Here is a 2009 prospective, randomized, controlled study from Australia, in which 3 weeks of kava treatment (250 mg kava lactones per day) had minimal side-effects and led to substantial, clinically significant improvements compared to placebo in generalized anxiety symptoms and depressive symptoms:
http://www.ncbi.nlm.nih.gov/pubmed/19430766
As a critical commentary here, I think that 3 weeks is a VERY short study period, and therefore has limited clinical relevance. A great many approaches can relieve anxiety over a brief period of time (e.g. benzodiazepines); it's of much greater interest to see what happens after 3 months, or after 3 years!
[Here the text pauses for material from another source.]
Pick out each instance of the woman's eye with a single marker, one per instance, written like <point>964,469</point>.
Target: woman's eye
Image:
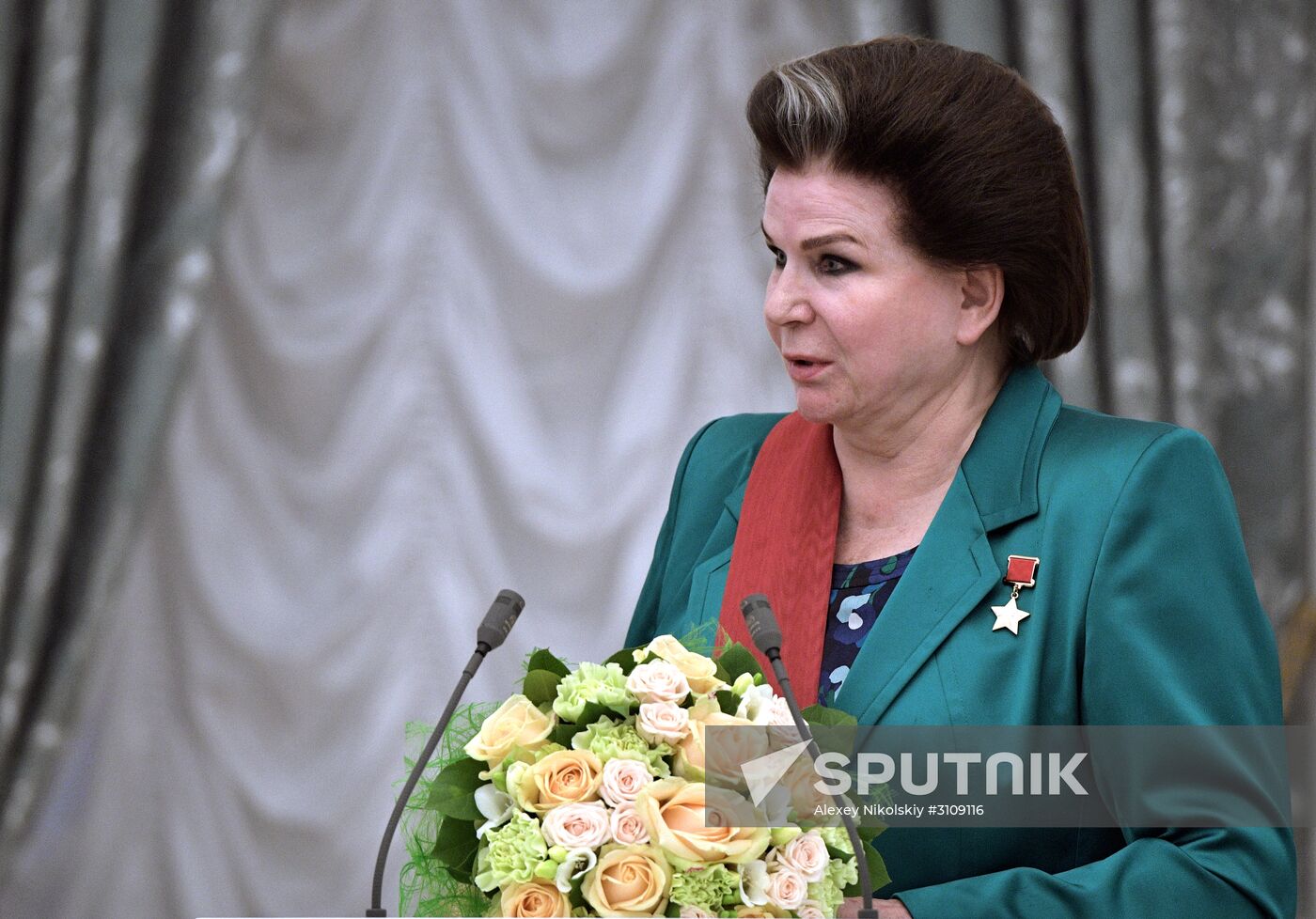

Here is a 2003 Cochrane review, showing significant benefits in anxiety symptoms from kava treatment:

Here is a negative study from 2005, which showed that neither valerian nor kava differed from placebo in relieving anxiety or insomnia. The study participants were recruited on the internet, and were sent the blinded medication or placebo through the mail (another example of an interesting new study design):

In conclusion, kava seems promising as a treatment for anxiety. But there appears to be a small risk of very dangerous liver toxicity. It will require ongoing study to clarify risks vs. benefits, or to discover ways to minimize the risk of liver damage.